For this demonstration, we will use **cross-entropy loss**, which is common for multi-class classification problems. However, we have used custom loss function in the final code.

In [None]:
# Define the loss function (Cross Entropy for classification)
criterion = nn.CrossEntropyLoss()

---

## 4. Training the Network

We'll now proceed to train the network. During training, we will use an optimizer (e.g., Adam) to update the model parameters.

In [None]:
import torch.optim as optim

# Initialize the model, loss function, and optimizer
n_timesteps = 30 * 12.5 # Seconds Per Epoch * Sampling Frequency
n_features = 4 # No. of features used
n_outputs = 2

# Create the model
model = TCNModel(n_length=n_timesteps, n_features=n_features, n_outputs=n_outputs)
optimizer = optim.Adam(model.parameters(), lr=1e-3)

In [None]:
# Training loop
num_epochs = 1
for epoch in range(num_epochs):
    model.train()
    for batch_data, batch_labels in train_loader:
        batch_labels = batch_labels.float()  # Ensure labels are in the correct dtype
        
        # Zero gradients
        optimizer.zero_grad()

        # Forward pass
        outputs = model(batch_data)
        loss = criterion(outputs, batch_labels)
        
        # Backward pass and optimization
        loss.backward()
        optimizer.step()

    print(f"Epoch {epoch+1}/{num_epochs}, Loss: {loss.item():.4f}")

---

## 5. Evaluating the Network

After training, it's crucial to evaluate the model on unseen data.
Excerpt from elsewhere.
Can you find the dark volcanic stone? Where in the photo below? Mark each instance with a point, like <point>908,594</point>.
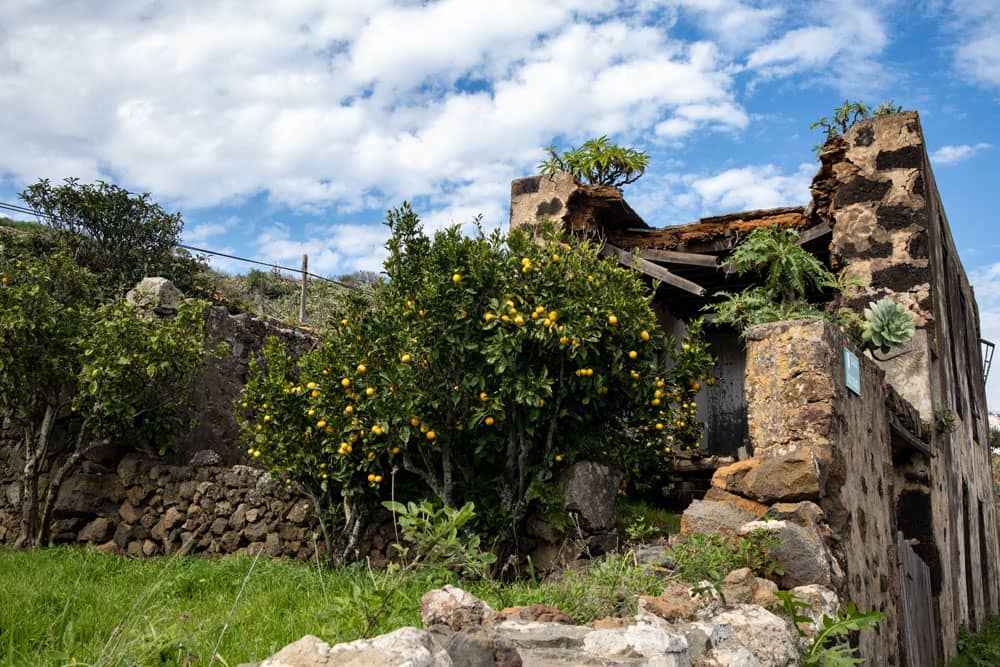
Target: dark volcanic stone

We will check the model's performance on the test set.

In [None]:
# Evaluate the model on the test set
model.eval()  # Set model to evaluation mode
correct = 0
total = 0

with torch.no_grad():
    for batch_data, batch_labels in test_loader:
        batch_labels = batch_labels.float()

        # Forward pass
        outputs = model(batch_data)
        _, predicted = torch.max(outputs, 1)
        
        # Calculate accuracy
        total += batch_labels.size(0)
        correct += (predicted == batch_labels).sum().item()

accuracy = 100 * correct / total
print(f"Test Accuracy: {accuracy:.2f}%")

---

## Conclusion

In this tutorial, we demonstrated how to:
- Load and preprocess the ISRUC-Sleep dataset.
- Define a Temporal Convolutional Network (TCN) for time series classification.
- Train the network and evaluate its performance.

By following these steps, you can use PyTorch to build and train time-series classifiers on similar datasets.